At the end of Three Hams on Rye Shemp quoted the phrase to be or not to be? That is the question. At which Moe reply Here's the answer and give him said answer; a cake in a face.

Hamlet's line is the basis of the title of Kurt Vonnegut's 1962 short story "2 B R 0 2 B" (the zero is pronounced "nought"). The narrative takes place in a dystopian future in which the United States government, through scientific advancement, has achieved a "cure" for both aging and overpopulation. The alphabetical/numerical reformulation of Shakespeare's lines serves in the story as the phone number for the Federal Bureau of Termination's assisted suicide request line.

In 1963 at a debate in Oxford, Black liberation leader Malcolm X quoted the first few lines of the speech to make a point about "extremism in defense of liberty."

Last Action Hero (1993) has Jack Slater (Arnold Schwarzenegger) parody the phrase in a mock trailer of an actionized version of Hamlet before blowing up a castle behind him just by smoking a cigar. His version has him say "To be, or not to be? Not to be."

Star Treks sixth film, The Undiscovered Country (1991) was named for the line from this speech, albeit the Klingon interpretation in which the title refers to the future and not death. References are made to Shakespeare during the film including Klingon translations of his works and the use of the phrase "taH pagh, taHbe' ", roughly meaning "whether to continue, or not to continue [existence]."

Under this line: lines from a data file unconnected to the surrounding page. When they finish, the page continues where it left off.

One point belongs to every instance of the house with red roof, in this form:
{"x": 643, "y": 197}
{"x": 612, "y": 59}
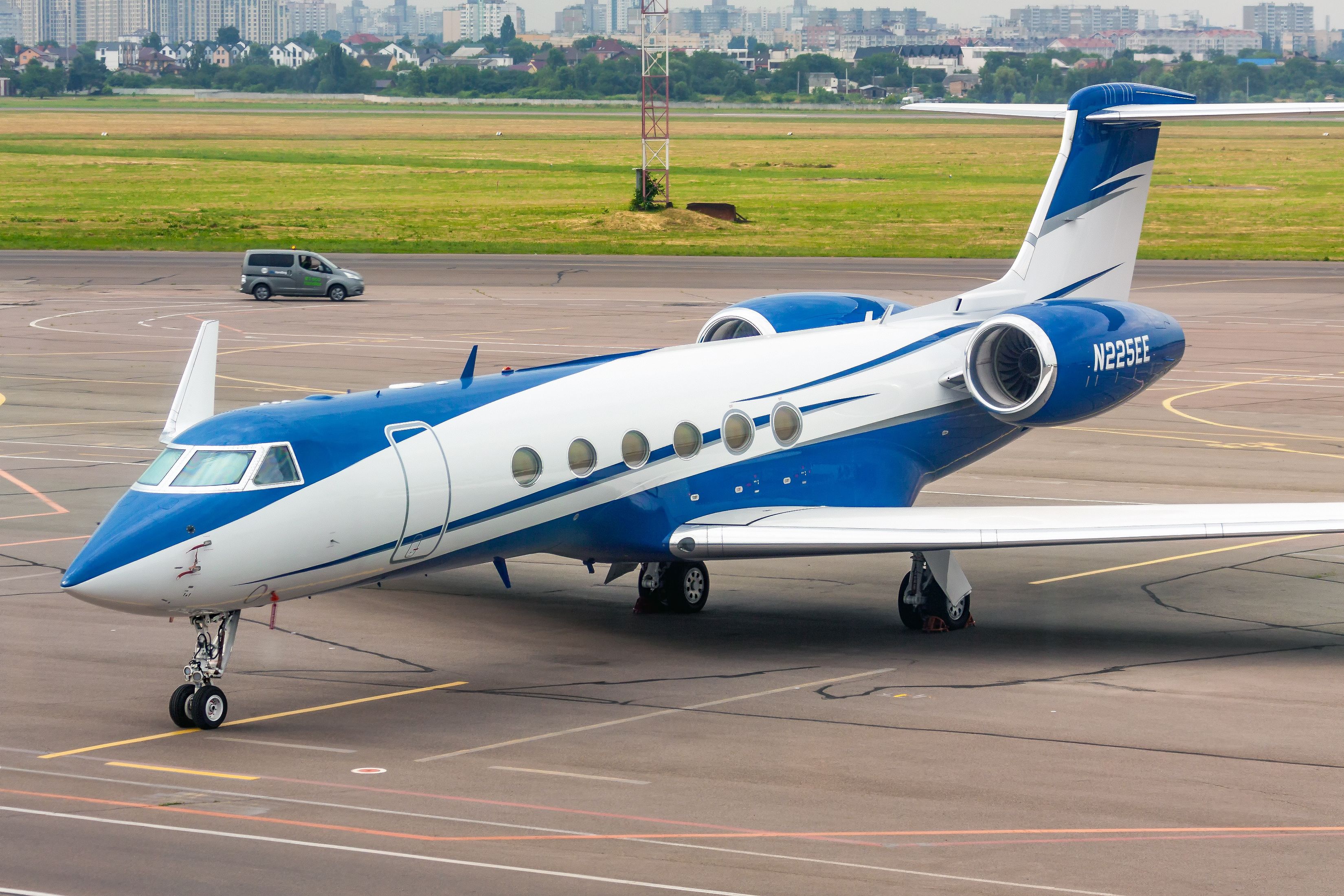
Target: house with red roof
{"x": 1090, "y": 46}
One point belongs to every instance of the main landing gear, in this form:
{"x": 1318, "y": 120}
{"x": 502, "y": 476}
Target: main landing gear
{"x": 924, "y": 604}
{"x": 676, "y": 588}
{"x": 200, "y": 703}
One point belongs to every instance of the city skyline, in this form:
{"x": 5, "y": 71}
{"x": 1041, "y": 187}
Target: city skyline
{"x": 541, "y": 14}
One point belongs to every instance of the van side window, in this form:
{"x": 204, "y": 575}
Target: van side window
{"x": 276, "y": 468}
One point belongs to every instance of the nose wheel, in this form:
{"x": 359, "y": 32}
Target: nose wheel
{"x": 200, "y": 703}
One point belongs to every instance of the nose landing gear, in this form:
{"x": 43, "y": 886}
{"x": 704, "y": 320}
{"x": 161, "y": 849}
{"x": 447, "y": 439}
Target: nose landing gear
{"x": 200, "y": 703}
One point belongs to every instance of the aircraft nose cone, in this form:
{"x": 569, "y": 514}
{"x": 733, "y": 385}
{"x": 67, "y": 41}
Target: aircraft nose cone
{"x": 140, "y": 525}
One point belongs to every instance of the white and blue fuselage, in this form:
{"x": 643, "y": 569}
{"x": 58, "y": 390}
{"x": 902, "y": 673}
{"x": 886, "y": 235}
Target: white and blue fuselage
{"x": 420, "y": 476}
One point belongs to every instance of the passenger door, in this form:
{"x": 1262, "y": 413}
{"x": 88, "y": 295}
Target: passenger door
{"x": 308, "y": 279}
{"x": 425, "y": 472}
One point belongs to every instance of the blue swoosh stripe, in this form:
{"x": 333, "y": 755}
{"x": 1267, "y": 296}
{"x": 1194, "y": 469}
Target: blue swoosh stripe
{"x": 1060, "y": 293}
{"x": 906, "y": 350}
{"x": 545, "y": 495}
{"x": 806, "y": 409}
{"x": 1113, "y": 186}
{"x": 330, "y": 563}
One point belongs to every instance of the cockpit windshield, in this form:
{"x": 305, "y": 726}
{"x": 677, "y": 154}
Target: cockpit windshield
{"x": 277, "y": 467}
{"x": 159, "y": 469}
{"x": 214, "y": 468}
{"x": 730, "y": 328}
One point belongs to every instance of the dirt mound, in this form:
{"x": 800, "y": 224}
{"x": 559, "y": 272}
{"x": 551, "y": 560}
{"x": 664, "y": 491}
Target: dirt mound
{"x": 666, "y": 221}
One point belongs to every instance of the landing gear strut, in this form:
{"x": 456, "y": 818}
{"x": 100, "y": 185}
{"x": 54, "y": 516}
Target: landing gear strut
{"x": 678, "y": 588}
{"x": 925, "y": 606}
{"x": 200, "y": 703}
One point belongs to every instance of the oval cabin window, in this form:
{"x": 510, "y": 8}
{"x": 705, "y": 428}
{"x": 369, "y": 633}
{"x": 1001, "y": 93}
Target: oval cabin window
{"x": 635, "y": 449}
{"x": 686, "y": 440}
{"x": 738, "y": 432}
{"x": 527, "y": 467}
{"x": 582, "y": 457}
{"x": 788, "y": 425}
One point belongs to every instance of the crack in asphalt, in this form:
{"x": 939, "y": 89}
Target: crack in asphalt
{"x": 418, "y": 667}
{"x": 529, "y": 691}
{"x": 561, "y": 275}
{"x": 823, "y": 691}
{"x": 1008, "y": 737}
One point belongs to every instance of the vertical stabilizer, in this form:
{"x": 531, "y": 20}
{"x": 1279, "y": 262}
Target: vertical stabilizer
{"x": 195, "y": 398}
{"x": 1084, "y": 237}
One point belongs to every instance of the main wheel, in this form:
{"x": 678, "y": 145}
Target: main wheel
{"x": 687, "y": 588}
{"x": 912, "y": 614}
{"x": 209, "y": 707}
{"x": 179, "y": 706}
{"x": 955, "y": 614}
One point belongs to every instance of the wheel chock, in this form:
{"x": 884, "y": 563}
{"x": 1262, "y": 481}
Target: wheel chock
{"x": 935, "y": 625}
{"x": 647, "y": 605}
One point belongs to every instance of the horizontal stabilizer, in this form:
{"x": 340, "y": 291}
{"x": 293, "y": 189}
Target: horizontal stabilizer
{"x": 830, "y": 531}
{"x": 1217, "y": 111}
{"x": 1136, "y": 112}
{"x": 994, "y": 109}
{"x": 195, "y": 398}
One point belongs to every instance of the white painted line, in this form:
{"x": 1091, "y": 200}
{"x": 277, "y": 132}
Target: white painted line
{"x": 109, "y": 448}
{"x": 549, "y": 831}
{"x": 570, "y": 774}
{"x": 894, "y": 871}
{"x": 1027, "y": 498}
{"x": 75, "y": 460}
{"x": 290, "y": 800}
{"x": 652, "y": 715}
{"x": 276, "y": 743}
{"x": 34, "y": 575}
{"x": 376, "y": 852}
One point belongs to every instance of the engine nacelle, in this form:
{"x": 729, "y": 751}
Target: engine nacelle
{"x": 788, "y": 312}
{"x": 1063, "y": 360}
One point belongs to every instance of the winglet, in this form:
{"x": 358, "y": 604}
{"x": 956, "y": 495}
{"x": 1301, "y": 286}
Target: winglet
{"x": 195, "y": 398}
{"x": 470, "y": 369}
{"x": 503, "y": 570}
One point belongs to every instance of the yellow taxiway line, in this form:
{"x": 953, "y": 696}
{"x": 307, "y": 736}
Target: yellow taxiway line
{"x": 1179, "y": 557}
{"x": 183, "y": 771}
{"x": 244, "y": 722}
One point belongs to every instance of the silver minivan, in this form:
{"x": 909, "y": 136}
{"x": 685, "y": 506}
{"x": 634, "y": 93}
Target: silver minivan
{"x": 290, "y": 272}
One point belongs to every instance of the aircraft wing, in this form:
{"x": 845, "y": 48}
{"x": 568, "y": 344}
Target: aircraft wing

What Dreams May Come, the 1978 novel by Richard Matheson and its 1998 film adaptation derive their name from a line from this speech.

The 1997 film adaptation of George of the Jungle also parodies this line; when George (Brendan Fraser) sees a paraglider dangling off the San Francisco–Oakland Bay Bridge and notices a rope on the bridge's ledge, he quotes to the audience "To swing, or not to swing"? After deciding "swing", George grabs the rope and swings, saving the paraglider.

The New Zealand television series Outrageous Fortune takes its title from the words of the third line of the speech.

A shorter Hindi version of "To be, or not to be" was recited by Shahid Kapoor in the 2014 Bollywood film Haider.

Stargate Atlantis, the Season 4 Episode 10 named "This Mortal Coil" (2008) after the speech, as well as Season 4 Episode 11 named "Be All My Sins Remember'd" (2008). These episodes involved learning about and fighting the artificial intelligence species Replicator.

The virtuoso soliloquy in Carl Michael Bellman's Fredman's Epistles, "Ack du min moder", was described by the poet and literary historian Oscar Levertin as "the to-be-or-not-to-be of Swedish literature".

In 2016, for the 400th Anniversary of the Shakespeare's death, the opening line was analysed, for humorous effect by a litany of Royal Shakespeare Company patrons and alumni.

The Japanese band P-Model's song "2D or Not 2D", off their self-titled album, directly references the line.